Last week I saw Indiana Jones and the Kingdom of the Crystal Skull. One thing that really struck me, aside from how much I didn’t like it, was how much it felt like a video game. The plot, pacing, characters and most of all the CGI all felt like they were pulled out of a video game, and a bad one at that. The big jeep chase through the jungle just made me want to play Uncharted again. At least then I’d be in control of the action.

All of that got me to thinking how a lot more games lately are presenting themselves in a very cinematic fashion, essentially presenting themselves as movies. The Metal Gear Solid series leaps closer and closer to being a non-interactive game with each sequel. The rumor floating around right now is that MGS4 has 90 minute cutscenes. Not total in the game, but at least one cutscene is movie length. How true that is I don’t know, but it wouldn’t surprise me, but it does disappoint me. When I sit down to play a game, I want to play a game, not watch what is essentially a CGI movie. Don’t take that to mean I don’t appreciate games with stories and cutscenes that are well scripted and acted, at least as far as video games get, but to bury you with story and large sections of the game that are non-interactive just bore me.

The Metal Gear games are well known for having long drawn out conversations via radio sequences as well as tons of cutscenes with ridiculously over the top scripted action. Now, I like the insanity of the characters in those games, but it got to be more and more of a chore to sit through those games and I never even finished Metal Gear Solid 3 because I kept dozing off whenever the longer movie sequences would kick in. I’m looking forward to MGS4 but I’m afraid the same thing will happen with that.

On the other hand, we have Uncharted: Drake’s Fortune. Now I loved that game, it actually felt more Indiana Jones than Indy 4 did. It had a fun story, with good voice acting and cutscenes that were all motion captured by the voice actors, at times it felt like I was taking part in a big summer blockbuster. A few movie sequences ran a little long, but overall they were the right length. They got across whatever story was necessary and put your right back into the action. That kind of blurring the lines between movies and games I can get behind because it kept me interested the whole way through and they knew where to end the movie portion and where to continue the game portion.

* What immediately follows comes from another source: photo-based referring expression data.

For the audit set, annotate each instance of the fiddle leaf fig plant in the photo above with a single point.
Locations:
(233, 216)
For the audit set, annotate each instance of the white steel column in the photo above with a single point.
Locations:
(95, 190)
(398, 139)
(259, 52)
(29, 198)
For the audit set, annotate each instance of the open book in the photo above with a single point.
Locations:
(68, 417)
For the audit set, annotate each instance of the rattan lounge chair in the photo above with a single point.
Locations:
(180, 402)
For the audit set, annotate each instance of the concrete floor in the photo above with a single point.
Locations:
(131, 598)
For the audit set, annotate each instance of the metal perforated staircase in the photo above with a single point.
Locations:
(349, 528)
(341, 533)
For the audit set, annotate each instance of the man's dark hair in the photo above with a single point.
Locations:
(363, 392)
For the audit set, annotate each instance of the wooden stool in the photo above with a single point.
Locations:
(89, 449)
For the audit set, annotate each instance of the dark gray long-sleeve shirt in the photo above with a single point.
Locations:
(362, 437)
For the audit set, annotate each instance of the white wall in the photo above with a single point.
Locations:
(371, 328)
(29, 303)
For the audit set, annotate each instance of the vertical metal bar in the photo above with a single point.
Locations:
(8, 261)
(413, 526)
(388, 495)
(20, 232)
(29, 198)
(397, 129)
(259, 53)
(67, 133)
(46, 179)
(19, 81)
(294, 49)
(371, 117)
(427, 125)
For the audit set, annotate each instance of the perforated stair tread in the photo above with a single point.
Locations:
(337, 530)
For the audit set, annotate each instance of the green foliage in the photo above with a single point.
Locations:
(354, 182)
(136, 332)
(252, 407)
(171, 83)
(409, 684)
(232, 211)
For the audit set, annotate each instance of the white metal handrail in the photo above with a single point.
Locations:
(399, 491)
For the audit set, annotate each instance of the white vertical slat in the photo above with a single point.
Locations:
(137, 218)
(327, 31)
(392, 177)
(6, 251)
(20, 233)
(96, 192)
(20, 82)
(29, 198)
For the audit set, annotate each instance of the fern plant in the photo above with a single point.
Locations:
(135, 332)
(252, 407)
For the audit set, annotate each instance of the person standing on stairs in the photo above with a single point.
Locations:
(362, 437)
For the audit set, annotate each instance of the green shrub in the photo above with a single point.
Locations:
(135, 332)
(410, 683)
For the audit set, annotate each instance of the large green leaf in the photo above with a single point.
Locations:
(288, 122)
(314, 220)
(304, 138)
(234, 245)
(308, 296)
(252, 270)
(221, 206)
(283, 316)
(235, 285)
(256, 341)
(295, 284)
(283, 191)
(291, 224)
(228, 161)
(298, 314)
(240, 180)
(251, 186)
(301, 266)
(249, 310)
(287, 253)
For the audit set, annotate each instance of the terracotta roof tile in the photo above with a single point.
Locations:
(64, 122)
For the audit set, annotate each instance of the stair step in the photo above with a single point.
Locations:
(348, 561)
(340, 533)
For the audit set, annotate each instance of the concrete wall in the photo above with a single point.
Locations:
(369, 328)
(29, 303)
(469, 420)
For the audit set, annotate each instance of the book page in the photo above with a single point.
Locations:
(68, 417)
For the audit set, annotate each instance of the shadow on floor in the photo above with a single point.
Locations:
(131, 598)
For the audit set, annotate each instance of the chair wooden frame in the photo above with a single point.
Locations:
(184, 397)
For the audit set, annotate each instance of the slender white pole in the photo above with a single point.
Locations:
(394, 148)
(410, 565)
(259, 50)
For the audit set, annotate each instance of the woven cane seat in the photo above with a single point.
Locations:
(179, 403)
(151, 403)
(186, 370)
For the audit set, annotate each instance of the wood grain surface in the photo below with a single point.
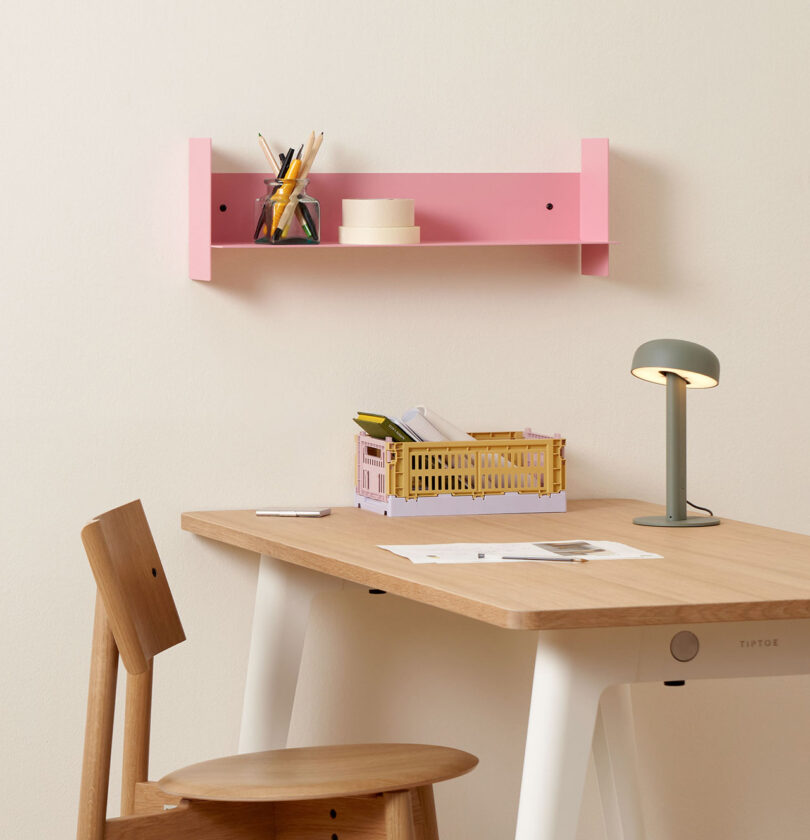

Overall though, I’d rather they keep movies and games separate. They are both different forms of entertainment, each with their own strengths and weaknesses. But if this sort of thing is going to continue to happen to games I hope game makers follow the examples of Uncharted and let us get back to the action instead of being more Metal Gear and having the controllers turn off due to inaction because a cutscene has been going for twenty minutes. And if movie makers want to make a good action movie, don’t look to videogames, look to movies like Raiders of the Lost Ark or Die Hard. They told their story, they showed their action, and they managed to keep our attention the whole way through.